While we did not partake in Adam’s sin or inherit it, as held in the doctrine of original sin, which originated with Augustine and which, to a large extent, has become the doctrine of the Catholic Church, we have inherited the tendency to sin and thus are born into a state of corruption. This is where Christ was different from us: while He was born with the degraded state of humanity (Heb. 2:17), He was not born with the propensity to sin (Heb. 4:15).

Job is part of this long chain of fallen humanity that spans from Adam to us.
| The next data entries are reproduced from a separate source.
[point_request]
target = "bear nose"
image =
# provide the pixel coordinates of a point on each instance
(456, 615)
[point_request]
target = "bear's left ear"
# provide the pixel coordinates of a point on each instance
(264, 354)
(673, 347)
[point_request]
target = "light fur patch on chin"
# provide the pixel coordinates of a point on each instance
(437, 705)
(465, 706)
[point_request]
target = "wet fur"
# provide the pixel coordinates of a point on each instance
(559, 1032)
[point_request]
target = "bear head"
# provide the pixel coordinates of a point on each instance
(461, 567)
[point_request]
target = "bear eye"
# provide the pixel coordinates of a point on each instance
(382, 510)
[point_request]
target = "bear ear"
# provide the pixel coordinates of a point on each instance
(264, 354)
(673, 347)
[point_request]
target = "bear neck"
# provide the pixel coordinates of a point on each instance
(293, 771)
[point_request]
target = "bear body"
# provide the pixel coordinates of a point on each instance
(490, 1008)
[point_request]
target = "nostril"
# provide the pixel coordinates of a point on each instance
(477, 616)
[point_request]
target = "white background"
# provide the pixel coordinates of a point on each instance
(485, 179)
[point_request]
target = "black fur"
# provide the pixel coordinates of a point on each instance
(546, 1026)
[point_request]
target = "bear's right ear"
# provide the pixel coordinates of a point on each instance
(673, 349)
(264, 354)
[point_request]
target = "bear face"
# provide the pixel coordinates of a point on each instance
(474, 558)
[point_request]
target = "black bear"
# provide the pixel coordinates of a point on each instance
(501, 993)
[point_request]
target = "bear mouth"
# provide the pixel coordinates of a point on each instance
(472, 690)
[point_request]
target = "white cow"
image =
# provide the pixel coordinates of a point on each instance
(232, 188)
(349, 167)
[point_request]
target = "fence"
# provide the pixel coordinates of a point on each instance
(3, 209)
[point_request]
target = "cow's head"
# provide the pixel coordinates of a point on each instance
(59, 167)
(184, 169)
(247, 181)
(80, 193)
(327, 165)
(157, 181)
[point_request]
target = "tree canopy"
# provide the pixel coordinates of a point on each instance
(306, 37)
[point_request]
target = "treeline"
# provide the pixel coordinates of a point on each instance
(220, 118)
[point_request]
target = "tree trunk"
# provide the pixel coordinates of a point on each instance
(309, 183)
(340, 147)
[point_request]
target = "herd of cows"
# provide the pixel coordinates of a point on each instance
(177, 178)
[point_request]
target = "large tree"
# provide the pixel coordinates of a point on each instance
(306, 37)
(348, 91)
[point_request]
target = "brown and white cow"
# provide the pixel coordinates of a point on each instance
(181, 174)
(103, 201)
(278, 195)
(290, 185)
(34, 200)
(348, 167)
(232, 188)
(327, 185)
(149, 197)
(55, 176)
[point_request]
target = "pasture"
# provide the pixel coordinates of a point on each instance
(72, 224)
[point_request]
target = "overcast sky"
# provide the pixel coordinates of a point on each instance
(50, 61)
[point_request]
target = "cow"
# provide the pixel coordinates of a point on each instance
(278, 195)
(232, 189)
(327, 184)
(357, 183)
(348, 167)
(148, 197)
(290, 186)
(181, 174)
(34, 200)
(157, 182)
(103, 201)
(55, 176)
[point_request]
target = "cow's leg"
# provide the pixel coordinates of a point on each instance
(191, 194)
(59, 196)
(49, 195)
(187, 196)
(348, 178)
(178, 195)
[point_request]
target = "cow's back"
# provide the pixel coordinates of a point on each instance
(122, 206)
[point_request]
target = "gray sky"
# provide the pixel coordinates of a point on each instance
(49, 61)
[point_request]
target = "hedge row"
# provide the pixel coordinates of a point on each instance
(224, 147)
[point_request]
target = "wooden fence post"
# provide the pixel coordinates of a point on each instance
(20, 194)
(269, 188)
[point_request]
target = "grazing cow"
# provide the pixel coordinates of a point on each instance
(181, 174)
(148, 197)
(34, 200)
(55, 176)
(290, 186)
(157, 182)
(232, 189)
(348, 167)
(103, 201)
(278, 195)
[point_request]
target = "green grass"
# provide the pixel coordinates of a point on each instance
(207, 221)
While he was innocent in his suffering, he nevertheless was a sinner as we are. How could he stand before God? Only by faith. And this is maybe one of the answers the book of Job can provide for us.

Within the endless historical stream of human sin and suffering, no matter if it is innocent or self-inflicted, there is only one perspective that helps us to deal with these things, and that is the perspective of faith. According to the biblical definition of faith in Hebrews 11:1, faith looks beyond the immediate and imminent reality, taking hold of the distant and transcendent reality of God’s future kingdom, where all tears will be wiped away and where there will be no more suffering (Revelation 21).

Consider This: How does the knowledge of human sinful nature change your ideas about human suffering?

  1. III. Creation (Review Job 10:8–12, Psalm 139:13–16, Jeremiah 18:5–12, and Isaiah 53:5 with the class.)

Somewhere hidden among the despairing bitterness of Job’s envisioned speech to Yahweh, in chapter 10, there is a beautiful glimpse of the beginning of life. In poetic language, Job describes how God weaves together each human person in his or her mother’s womb, how He expertly fashions each of us according to His image. In a world that continuously and cruelly disregards the value of human life from its inception to old age—from needless abortions to unjustified cases of euthanasia—Job gives us a striking description of careful and loving divine design. Job affirms that God put such a high value on human life that He even sent His own Son to die for this feeble humanity on the cross, suffering more intensely than any human suffering we can imagine (Isa. 53:5).

Consider This: What does the value that God puts on each human life mean for you?

STEP 3—Apply

Just for Teachers: While not providing an answer to the question of suffering, this lesson begins to look beyond it.

Thought/Application Questions:

  1. How can you find hope amid your own suffering?
  2. What gave you hope when you were in the midst of suffering?

STEP 4—Create

Just for Teachers: Innocent people have been persecuted for their faith in God throughout all ages. Their stories of perseverance provide an inspiration for those times when we feel persecuted as Job did.

Class/Individual Activities:

  • Present the story of the Waldenses who lived in the Piedmont valleys of Northern Italy during the time of the great papal persecutions (12th– 16th centuries a.d.).
  • Study the various quotes of Ellen G. White about the Waldenses.